Countries worldwide are wrestling with the challenge of effectively taxing the digital economy. Many have implemented or are considering digital services taxes to ensure tech giants, who benefit from local markets without a significant physical presence, contribute fairly.

Dr. Alex Ampaabeng, Deputy Finance Minister, has called for the taxation of major digital platforms like Facebook, YouTube, and online trading companies. This initiative aims to boost government revenue and ensure these global tech giants pay their fair share.

During an interview on Channel One TV, Dr. Ampaabeng highlighted various potential revenue sources for Ghana, including online businesses and content creators. He questioned why national companies operating in Ghana are taxed, yet social media platforms like YouTube and Facebook, which run numerous advertisements, are not part of the Ghanaian tax system.

He pointed out that these platforms earn significant profits from ads displayed to Ghanaians and that online trading companies also generate substantial income.
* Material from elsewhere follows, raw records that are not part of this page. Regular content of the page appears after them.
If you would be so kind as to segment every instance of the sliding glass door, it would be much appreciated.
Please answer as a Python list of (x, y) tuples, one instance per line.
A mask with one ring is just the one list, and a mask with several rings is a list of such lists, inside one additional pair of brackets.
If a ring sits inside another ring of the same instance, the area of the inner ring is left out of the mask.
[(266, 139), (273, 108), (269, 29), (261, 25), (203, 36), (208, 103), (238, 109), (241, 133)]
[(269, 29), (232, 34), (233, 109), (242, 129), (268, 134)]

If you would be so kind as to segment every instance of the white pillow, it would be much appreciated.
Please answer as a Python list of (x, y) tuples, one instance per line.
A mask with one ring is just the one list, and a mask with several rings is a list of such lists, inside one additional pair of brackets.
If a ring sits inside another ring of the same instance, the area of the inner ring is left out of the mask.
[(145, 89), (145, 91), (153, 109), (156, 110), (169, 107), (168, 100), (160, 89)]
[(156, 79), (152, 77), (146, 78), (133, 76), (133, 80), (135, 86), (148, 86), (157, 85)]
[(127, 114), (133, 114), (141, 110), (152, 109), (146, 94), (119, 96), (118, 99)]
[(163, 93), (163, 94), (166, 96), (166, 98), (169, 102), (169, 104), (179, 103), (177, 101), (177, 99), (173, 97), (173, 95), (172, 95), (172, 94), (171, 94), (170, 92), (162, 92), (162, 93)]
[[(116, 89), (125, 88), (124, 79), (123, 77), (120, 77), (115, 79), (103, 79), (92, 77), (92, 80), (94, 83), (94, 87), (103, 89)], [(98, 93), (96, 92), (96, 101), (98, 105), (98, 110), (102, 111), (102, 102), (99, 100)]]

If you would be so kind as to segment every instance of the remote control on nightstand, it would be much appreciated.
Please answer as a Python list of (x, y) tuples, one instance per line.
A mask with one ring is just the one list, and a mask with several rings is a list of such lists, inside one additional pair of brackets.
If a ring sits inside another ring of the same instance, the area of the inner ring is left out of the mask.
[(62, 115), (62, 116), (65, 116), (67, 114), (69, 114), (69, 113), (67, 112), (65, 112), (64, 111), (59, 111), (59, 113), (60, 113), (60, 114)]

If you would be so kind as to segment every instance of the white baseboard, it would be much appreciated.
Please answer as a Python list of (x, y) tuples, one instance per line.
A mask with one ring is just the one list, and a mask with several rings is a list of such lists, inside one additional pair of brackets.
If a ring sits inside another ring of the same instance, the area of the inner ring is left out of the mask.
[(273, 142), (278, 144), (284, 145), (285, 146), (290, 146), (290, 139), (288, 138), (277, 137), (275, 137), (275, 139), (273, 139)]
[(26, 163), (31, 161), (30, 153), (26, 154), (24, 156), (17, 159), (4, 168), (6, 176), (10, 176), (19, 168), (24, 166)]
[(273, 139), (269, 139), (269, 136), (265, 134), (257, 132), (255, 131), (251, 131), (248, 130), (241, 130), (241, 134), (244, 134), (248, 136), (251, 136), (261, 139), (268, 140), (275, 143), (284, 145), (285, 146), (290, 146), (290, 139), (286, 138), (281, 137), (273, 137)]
Companies like Jiji, Jumia, and Tonaton, he noted, are larger than any physical marketplaces in Ghana.

“Ghana is long overdue for a digital services tax. For example, go to YouTube and watch a video; within minutes, you’ll see several adverts. This means Facebook or YouTube is profiting right here in Ghana without being taxed,” said Dr. Ampaabeng. “Meanwhile, companies operating in Ghana are taxed for jurisdiction reasons.”

He added, “Our tax laws need to apply to all revenue generated in Ghana. Digital platforms like Facebook, TikTok, and others should be included. Additionally, online marketplaces like Jiji, Jumia, and Tonaton, which handle vast transaction volumes, should also be taxed.”

Taxing digital platforms and online trading companies signifies a crucial shift in Ghana’s tax policy. This move aims to modernize the tax system and ensure fair contributions from all sectors of the economy.